Marcus Staniforth. Photo : Police du sud du Pays de Galles.

Deux adolescents ivres ont été condamnés à la prison à vie pour le meurtre à motivation raciste de Kamran Aman lors d’une violente attaque dans une rue Barry l’été dernier.

Marcus Staniforth, 17 ans, et un garçon de 16 ans identifié uniquement comme MSL en raison de protections juridiques, ont été détenus pour une durée indéterminée au gré de Sa Majesté à la Crown Court de Cardiff aujourd’hui.

Staniforth doit purger un minimum de 17 ans avant d’être examiné en vue d’une libération conditionnelle, tandis que MSL encourt au moins 15 ans, légèrement réduits pour les 232 jours déjà passés en détention. Tous deux resteront sous licence à vie lors de toute libération future, sous réserve de l’examen de la Commission des libérations conditionnelles.

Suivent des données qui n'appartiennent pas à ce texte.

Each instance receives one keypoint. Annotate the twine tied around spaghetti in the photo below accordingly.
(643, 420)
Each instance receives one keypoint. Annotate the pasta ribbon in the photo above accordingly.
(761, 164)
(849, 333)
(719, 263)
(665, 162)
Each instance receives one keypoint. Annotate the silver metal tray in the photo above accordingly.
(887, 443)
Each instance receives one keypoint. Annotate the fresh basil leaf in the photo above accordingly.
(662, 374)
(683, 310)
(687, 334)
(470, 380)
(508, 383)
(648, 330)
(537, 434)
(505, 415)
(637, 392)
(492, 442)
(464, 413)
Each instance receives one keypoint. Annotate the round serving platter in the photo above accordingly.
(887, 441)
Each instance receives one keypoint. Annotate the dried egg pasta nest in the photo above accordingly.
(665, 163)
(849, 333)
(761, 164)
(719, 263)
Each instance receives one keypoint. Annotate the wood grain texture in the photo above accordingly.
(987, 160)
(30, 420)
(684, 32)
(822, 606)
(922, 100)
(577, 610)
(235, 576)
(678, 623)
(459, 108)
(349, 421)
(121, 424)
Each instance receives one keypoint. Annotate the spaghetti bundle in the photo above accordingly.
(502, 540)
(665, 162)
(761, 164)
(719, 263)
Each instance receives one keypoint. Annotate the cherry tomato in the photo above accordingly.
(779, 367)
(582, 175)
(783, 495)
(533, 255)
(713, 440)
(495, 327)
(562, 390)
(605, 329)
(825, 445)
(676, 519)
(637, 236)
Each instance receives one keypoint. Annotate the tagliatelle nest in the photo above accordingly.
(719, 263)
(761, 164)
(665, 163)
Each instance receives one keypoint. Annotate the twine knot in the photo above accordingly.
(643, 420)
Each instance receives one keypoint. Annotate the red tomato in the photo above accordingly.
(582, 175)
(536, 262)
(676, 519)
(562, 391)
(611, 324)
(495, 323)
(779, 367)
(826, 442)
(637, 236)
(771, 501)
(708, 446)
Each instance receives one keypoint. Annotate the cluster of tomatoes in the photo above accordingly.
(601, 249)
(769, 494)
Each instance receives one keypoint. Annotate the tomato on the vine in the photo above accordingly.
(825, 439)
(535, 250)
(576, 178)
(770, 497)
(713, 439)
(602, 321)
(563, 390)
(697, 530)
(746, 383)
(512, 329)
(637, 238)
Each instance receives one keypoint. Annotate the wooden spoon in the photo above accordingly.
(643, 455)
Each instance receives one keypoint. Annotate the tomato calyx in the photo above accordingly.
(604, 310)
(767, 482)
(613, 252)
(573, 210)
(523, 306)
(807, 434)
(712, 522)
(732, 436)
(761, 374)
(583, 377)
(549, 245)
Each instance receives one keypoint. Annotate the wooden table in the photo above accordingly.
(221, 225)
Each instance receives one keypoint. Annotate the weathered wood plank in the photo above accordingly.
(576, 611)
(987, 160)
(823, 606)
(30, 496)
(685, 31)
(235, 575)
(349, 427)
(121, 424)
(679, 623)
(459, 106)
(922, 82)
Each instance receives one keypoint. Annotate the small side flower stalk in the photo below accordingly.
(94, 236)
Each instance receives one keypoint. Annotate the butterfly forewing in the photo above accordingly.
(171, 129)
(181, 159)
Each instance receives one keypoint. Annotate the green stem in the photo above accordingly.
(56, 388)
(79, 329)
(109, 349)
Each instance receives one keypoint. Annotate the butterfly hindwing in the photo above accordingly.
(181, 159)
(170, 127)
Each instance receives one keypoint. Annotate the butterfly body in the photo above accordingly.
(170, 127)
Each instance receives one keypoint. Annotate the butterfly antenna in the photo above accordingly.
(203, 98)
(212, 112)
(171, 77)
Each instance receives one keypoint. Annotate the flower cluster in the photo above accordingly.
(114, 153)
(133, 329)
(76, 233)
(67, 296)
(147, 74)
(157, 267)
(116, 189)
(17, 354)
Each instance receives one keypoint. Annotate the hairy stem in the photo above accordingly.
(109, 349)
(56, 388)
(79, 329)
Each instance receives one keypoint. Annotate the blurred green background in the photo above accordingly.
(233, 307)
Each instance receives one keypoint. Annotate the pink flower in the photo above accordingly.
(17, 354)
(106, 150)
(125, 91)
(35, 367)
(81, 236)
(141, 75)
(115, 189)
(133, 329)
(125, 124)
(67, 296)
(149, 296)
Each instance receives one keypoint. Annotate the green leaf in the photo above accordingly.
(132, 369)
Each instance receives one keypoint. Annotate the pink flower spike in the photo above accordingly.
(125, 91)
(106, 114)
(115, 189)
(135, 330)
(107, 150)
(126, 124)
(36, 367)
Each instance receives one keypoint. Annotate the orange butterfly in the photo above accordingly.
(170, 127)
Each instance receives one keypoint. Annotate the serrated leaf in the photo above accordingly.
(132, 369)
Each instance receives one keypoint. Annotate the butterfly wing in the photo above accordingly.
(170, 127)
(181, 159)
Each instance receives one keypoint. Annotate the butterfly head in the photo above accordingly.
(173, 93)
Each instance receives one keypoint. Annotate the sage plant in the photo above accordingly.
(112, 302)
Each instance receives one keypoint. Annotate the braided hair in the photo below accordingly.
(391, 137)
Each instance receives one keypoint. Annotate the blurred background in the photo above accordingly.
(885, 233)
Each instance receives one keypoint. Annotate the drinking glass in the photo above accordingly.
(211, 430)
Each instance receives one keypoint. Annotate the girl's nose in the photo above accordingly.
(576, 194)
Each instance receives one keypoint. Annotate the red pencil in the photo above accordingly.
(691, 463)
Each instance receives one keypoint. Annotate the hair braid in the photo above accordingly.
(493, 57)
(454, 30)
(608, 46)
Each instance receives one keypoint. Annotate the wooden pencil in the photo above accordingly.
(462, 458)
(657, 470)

L’attaque s’est produite entre le 30 juin et le 1er juillet 2025, après qu’Aman, 42 ans, ait déposé ses courses au domicile de sa mère sur Barry Road. Assis dans sa voiture, prêt à retourner auprès de sa femme et de sa fille de quatre ans, il est devenu la cible des adolescents ivres.

Selon les propos prononcés sur la peine par le juge Griffiths, les accusés avaient passé la journée à boire dans une maison voisine appartenant à la cousine de MSL, Shauna, et à sa compagne, Amina. Des tensions antérieures avaient donné lieu à un appel de la police, mais la situation semblait calme jusqu’à ce que MSL repère Aman à l’extérieur.

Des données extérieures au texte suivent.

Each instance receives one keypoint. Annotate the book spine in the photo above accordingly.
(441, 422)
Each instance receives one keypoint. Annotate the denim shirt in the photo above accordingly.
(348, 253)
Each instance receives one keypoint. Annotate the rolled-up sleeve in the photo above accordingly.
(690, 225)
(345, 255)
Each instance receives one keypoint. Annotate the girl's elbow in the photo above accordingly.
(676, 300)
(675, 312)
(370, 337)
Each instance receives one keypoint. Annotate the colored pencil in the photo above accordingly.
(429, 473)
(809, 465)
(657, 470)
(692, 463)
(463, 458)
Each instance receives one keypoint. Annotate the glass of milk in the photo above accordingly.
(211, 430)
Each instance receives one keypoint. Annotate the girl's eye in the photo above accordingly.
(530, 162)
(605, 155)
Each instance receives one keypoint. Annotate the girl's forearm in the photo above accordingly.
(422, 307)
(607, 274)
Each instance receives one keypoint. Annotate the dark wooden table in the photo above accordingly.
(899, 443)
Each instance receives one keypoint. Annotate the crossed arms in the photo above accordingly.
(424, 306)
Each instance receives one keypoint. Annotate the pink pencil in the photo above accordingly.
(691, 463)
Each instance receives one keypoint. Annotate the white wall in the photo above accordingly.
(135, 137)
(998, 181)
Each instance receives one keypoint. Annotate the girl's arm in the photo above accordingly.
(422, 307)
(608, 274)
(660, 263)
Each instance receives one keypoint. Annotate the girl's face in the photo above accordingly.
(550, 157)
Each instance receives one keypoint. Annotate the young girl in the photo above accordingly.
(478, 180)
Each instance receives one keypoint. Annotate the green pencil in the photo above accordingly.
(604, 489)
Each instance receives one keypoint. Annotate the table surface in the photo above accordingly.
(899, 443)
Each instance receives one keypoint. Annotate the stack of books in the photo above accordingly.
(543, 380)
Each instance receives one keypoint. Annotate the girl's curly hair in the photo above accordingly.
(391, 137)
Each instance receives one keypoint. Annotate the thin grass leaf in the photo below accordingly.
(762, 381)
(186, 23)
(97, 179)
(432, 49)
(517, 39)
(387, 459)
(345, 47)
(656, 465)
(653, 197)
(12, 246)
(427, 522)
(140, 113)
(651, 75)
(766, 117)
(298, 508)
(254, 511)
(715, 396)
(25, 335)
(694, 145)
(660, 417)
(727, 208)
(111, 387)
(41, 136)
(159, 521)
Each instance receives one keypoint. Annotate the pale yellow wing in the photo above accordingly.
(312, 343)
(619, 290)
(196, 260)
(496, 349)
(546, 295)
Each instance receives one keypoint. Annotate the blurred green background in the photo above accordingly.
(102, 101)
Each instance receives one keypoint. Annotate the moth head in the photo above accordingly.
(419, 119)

MSL, alors âgé de 16 ans et quatre mois, a été qualifié par le juge de « volatile et agressif », sous l’emprise de l’alcool et de la cocaïne. Il avait déjà griffonné des graffitis racistes, notamment la phrase « Où sont-ils les nègres ?

Il a crié des injures à Aman depuis une fenêtre, a saisi un marteau et a tenté de l’affronter, mais Amina est intervenue pour le désarmer.

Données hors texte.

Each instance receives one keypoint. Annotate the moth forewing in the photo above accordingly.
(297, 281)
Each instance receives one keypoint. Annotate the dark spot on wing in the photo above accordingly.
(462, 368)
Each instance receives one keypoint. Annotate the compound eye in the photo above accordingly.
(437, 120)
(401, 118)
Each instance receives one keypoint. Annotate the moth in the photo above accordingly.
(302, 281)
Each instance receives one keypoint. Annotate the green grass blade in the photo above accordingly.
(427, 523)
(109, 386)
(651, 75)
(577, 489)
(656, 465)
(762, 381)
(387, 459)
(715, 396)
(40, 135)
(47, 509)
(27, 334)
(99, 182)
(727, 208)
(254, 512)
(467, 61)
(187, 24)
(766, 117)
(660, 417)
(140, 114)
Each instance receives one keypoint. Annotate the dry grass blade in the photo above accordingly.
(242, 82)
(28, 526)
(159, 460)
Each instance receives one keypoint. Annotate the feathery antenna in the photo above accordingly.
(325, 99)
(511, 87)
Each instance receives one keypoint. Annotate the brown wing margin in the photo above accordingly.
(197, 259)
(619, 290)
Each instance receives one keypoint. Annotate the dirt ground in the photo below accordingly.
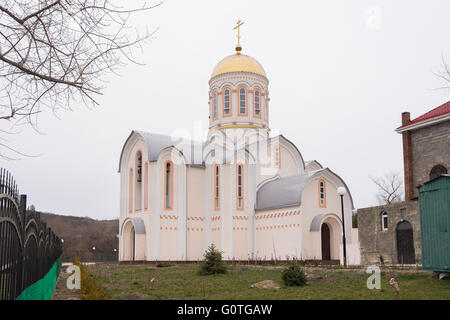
(61, 291)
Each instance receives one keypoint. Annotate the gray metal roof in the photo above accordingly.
(282, 192)
(191, 150)
(138, 224)
(316, 223)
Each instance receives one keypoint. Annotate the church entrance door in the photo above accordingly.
(405, 243)
(326, 252)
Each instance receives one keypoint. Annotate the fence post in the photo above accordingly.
(22, 213)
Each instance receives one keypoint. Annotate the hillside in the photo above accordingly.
(80, 235)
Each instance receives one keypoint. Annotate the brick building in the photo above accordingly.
(391, 233)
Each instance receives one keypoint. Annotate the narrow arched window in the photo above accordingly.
(138, 182)
(277, 157)
(130, 193)
(240, 187)
(216, 187)
(322, 193)
(215, 106)
(437, 171)
(257, 105)
(242, 101)
(168, 190)
(226, 102)
(384, 221)
(146, 185)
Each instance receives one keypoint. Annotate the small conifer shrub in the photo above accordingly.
(293, 275)
(213, 263)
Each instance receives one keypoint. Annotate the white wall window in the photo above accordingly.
(257, 106)
(277, 157)
(138, 184)
(146, 185)
(242, 101)
(322, 193)
(168, 185)
(216, 187)
(130, 189)
(240, 187)
(226, 102)
(215, 106)
(384, 221)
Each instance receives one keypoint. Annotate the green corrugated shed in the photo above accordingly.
(434, 203)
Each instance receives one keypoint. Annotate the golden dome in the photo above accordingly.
(238, 63)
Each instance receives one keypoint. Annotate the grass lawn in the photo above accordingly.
(182, 282)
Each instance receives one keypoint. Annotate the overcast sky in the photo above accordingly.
(340, 73)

Staniforth a encouragé MSL à affronter Aman. Au cours de l’altercation, Aman s’est défendu contre des coups de poing et des coups de pied. MSL a lancé à plusieurs reprises des insultes racistes, dans l’intention de blesser gravement.

Staniforth a ensuite intensifié la violence, récupérant un couteau dans la maison et poignardant Aman en plein cœur. Aman s’est effondré et est décédé plus tard malgré la réponse rapide des médecins. Staniforth a ensuite tenté de détruire des preuves.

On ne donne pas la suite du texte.